La narración no da tregua, la tensión no disminuye nunca, entre los que diseñaron vidas alternativas con mayor o menor éxito y los rezagados, los que no se fueron y quedaron a cargo de custodiar los escenarios, las cuatro casas como pequeños santuarios, la continuidad de los mitos familiares, de las pasiones. Y se recortan, uno por uno, los tíos, los primos, la abuela, la amante, el abuelo moribundo a cuyo lado acuden absortos, intimados por su presencia poderosa en las venas de todos. La crueldad, la indiferencia, la magnitud de lo perverso, el amor, la violencia. Y los secretos, de tan cuestionado y a la vez incuestionable valor, que como un sexo triste y degradado les abruman el pecho desde siempre y los llevan a confrontaciones demasiado postergadas. Y que quizás, como sólo puede hacerlo la verdad, les permitan comprender el sentido de la sangre compartida y los liberen de sus mandatos.
Como si le divirtiera poner a prueba nuestra inteligencia, o como si no quisiera confesar sus propósitos iniciales ni las imposibilidades previstas o no previstas, por momentos el autor coloca en contextos casi intrascendentes algunas reflexiones que operan como clave para acercarnos a la esencia de un personaje, de Adonias y su angustia por ejemplo, eje de todo lo que ocurre y no ocurre en la novela, que murmura casi al pasar: “Vivo de arrepentimientos por acciones erradas o por lo que dejé de hacer”. Con igual recurso parece sintetizar inesperadamente el sentido, su intención última, la que está más allá de lo estético, al componer estos retratos: “... todos parecen atados a un voto de silencio”; “Las casas nunca exponen las entrañas”; “Todos en Galilea prefieren vagar por el resto de los tiempos, a develar alguno de los secretos que nos mantienen presos a las más sórdidas tramas”.
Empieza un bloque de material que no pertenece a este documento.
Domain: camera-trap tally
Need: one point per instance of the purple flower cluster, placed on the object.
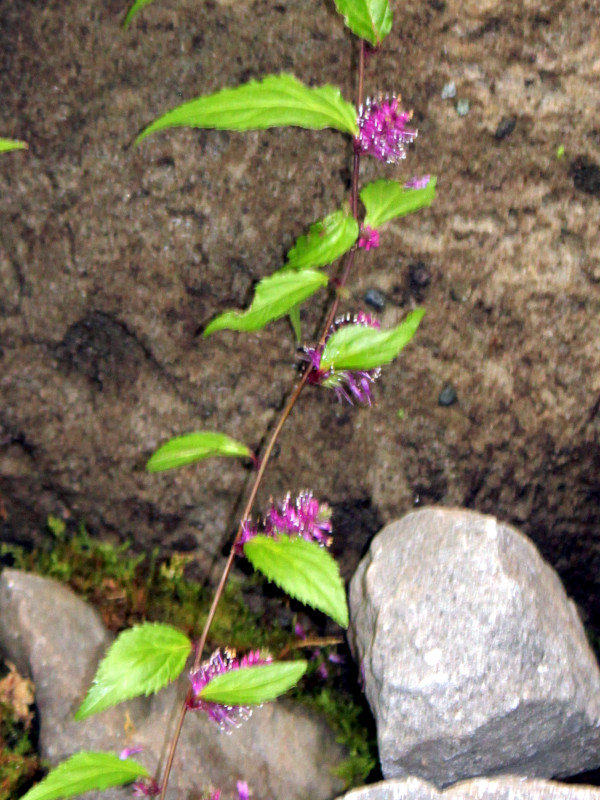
(382, 130)
(418, 183)
(350, 385)
(368, 238)
(227, 717)
(304, 517)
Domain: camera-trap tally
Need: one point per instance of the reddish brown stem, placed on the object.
(348, 261)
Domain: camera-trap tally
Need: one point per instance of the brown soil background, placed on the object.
(113, 258)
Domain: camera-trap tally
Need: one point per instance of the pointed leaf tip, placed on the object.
(368, 19)
(140, 661)
(386, 200)
(254, 685)
(304, 570)
(6, 145)
(326, 240)
(276, 101)
(85, 772)
(137, 6)
(274, 297)
(360, 347)
(192, 447)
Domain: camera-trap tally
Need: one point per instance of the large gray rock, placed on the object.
(505, 788)
(474, 660)
(57, 639)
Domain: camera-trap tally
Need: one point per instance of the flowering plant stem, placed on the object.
(348, 262)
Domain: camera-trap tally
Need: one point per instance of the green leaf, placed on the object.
(193, 447)
(296, 324)
(12, 144)
(361, 347)
(254, 685)
(275, 101)
(141, 660)
(368, 19)
(274, 297)
(137, 6)
(84, 772)
(386, 200)
(326, 240)
(303, 570)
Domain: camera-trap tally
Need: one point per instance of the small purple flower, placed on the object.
(299, 631)
(304, 517)
(369, 238)
(129, 751)
(382, 130)
(146, 787)
(227, 717)
(417, 183)
(349, 385)
(322, 671)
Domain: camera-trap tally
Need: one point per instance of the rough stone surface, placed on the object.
(112, 257)
(505, 788)
(57, 639)
(474, 660)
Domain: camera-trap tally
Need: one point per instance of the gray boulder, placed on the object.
(474, 660)
(505, 788)
(57, 639)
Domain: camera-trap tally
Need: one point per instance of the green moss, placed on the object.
(19, 764)
(130, 588)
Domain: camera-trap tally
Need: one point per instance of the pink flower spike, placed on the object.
(226, 717)
(369, 238)
(146, 787)
(243, 791)
(417, 183)
(382, 130)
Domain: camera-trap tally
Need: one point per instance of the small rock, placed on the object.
(449, 91)
(375, 299)
(462, 107)
(57, 639)
(419, 278)
(586, 175)
(505, 127)
(447, 396)
(474, 660)
(477, 789)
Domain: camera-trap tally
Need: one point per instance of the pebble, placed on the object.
(448, 395)
(462, 107)
(375, 299)
(449, 91)
(505, 127)
(586, 175)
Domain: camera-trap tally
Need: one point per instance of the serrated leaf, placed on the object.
(84, 772)
(137, 6)
(140, 661)
(386, 200)
(276, 101)
(326, 240)
(193, 447)
(254, 685)
(303, 570)
(368, 19)
(274, 297)
(12, 144)
(361, 347)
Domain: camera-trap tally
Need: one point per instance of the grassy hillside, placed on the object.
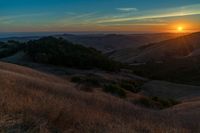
(32, 101)
(168, 49)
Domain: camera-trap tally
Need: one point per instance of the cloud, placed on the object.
(12, 17)
(155, 14)
(127, 9)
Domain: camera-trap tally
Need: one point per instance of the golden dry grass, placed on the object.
(31, 101)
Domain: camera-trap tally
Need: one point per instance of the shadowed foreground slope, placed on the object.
(31, 101)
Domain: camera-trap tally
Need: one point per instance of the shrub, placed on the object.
(115, 90)
(55, 51)
(130, 86)
(156, 102)
(90, 80)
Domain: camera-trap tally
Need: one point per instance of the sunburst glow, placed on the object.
(180, 29)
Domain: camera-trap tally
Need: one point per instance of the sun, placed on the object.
(180, 28)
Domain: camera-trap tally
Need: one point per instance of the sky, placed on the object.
(99, 15)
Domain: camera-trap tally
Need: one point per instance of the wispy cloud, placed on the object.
(12, 17)
(127, 9)
(156, 14)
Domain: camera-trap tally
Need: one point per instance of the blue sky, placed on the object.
(98, 15)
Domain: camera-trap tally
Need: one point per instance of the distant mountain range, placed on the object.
(107, 42)
(180, 47)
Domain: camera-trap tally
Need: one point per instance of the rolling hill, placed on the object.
(32, 101)
(180, 47)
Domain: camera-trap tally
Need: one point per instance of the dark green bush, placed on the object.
(55, 51)
(115, 90)
(130, 86)
(91, 80)
(156, 102)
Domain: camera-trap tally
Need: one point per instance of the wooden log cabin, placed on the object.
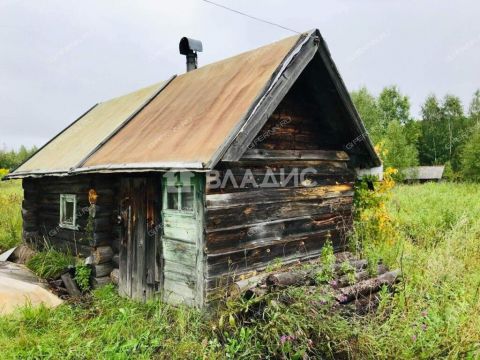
(207, 177)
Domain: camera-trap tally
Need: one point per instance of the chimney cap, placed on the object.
(189, 46)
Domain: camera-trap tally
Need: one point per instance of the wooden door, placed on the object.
(140, 260)
(182, 239)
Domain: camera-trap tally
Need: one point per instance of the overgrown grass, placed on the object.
(50, 263)
(433, 314)
(11, 196)
(437, 245)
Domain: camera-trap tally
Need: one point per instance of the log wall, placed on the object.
(41, 212)
(246, 229)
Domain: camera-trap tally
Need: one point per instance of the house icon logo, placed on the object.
(178, 177)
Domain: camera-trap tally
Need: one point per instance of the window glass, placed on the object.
(67, 211)
(172, 197)
(187, 198)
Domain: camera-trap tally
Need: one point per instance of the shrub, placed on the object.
(10, 214)
(82, 277)
(470, 156)
(50, 263)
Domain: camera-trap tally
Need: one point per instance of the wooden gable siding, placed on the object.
(41, 212)
(248, 228)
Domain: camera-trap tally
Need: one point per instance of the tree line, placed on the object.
(445, 134)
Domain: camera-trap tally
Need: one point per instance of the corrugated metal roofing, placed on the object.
(188, 122)
(191, 118)
(76, 142)
(424, 172)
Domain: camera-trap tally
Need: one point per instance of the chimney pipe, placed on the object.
(189, 48)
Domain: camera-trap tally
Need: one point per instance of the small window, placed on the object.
(180, 196)
(68, 210)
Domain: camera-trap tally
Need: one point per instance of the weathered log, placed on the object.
(116, 259)
(240, 286)
(115, 276)
(356, 264)
(101, 281)
(102, 254)
(289, 278)
(255, 291)
(70, 285)
(366, 287)
(103, 269)
(359, 276)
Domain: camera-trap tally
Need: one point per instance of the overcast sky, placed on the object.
(58, 58)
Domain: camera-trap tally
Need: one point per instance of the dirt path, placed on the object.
(19, 287)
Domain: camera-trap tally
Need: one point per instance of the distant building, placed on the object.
(424, 173)
(152, 183)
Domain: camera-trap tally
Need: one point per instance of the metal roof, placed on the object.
(424, 172)
(67, 150)
(191, 121)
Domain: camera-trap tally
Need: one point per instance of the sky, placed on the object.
(58, 58)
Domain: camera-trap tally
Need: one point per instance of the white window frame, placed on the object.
(179, 184)
(64, 198)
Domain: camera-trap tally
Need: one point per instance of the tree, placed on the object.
(369, 111)
(394, 106)
(397, 152)
(470, 166)
(474, 109)
(429, 147)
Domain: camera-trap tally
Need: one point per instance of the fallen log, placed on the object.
(101, 281)
(102, 254)
(240, 286)
(356, 264)
(70, 285)
(289, 278)
(359, 276)
(115, 276)
(366, 287)
(103, 269)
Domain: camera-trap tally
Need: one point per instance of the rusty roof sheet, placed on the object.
(80, 139)
(191, 118)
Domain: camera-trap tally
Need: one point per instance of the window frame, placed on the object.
(179, 185)
(64, 198)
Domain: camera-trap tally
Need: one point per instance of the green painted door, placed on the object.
(182, 239)
(139, 257)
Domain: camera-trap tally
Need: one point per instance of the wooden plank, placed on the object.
(179, 251)
(262, 154)
(256, 213)
(270, 195)
(252, 125)
(243, 236)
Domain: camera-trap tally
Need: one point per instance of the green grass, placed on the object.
(433, 314)
(11, 196)
(50, 263)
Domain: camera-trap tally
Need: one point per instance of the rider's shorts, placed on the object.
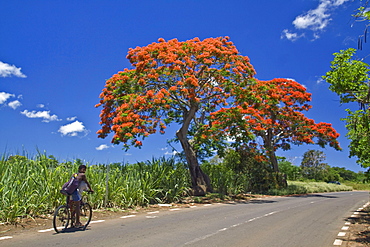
(76, 196)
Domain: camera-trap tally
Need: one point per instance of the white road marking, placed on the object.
(6, 237)
(128, 216)
(151, 217)
(338, 242)
(154, 212)
(226, 228)
(96, 221)
(47, 230)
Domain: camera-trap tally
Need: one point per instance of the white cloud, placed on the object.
(14, 104)
(4, 97)
(102, 147)
(71, 119)
(7, 70)
(290, 36)
(315, 20)
(72, 129)
(45, 115)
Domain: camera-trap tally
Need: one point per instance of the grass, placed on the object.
(30, 186)
(296, 187)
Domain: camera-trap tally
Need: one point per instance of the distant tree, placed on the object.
(175, 82)
(349, 78)
(312, 166)
(275, 116)
(250, 162)
(292, 172)
(345, 174)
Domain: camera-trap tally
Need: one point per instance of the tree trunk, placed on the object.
(268, 143)
(201, 184)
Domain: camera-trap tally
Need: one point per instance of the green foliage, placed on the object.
(31, 186)
(349, 78)
(312, 166)
(292, 172)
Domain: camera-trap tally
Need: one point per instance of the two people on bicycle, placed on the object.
(77, 194)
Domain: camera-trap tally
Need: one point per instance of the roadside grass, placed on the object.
(29, 186)
(358, 186)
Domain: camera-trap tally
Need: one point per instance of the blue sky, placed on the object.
(56, 55)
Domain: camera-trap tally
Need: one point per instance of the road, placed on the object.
(312, 220)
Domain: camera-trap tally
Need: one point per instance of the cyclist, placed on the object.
(76, 195)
Y casi sobre el final, a modo quizá de corolario: “No es fácil oponerse a los mitos familiares, más fácil es decir que sí a todo”; y Adonias, el médico de ciudad, el psicoanalizado, confesándose a sí mismo algo que no le sirve para cambiar ni crecer porque está condenado a ser sí mismo, pero en última instancia coincide con la novela, con la imposibilidad de develar, de comprender, de explicar las pasiones, las bajezas, los amores de la gente: “Soy siempre así, no voy más allá del impulso”. Y ante el niño de un bar, hipnotizado por la pantalla móvil de un televisor, el recupero de la desesperación perfectamente inútil de la propia infancia: “¿Con qué sueña el niño? Seguramente con el día en que se irá”.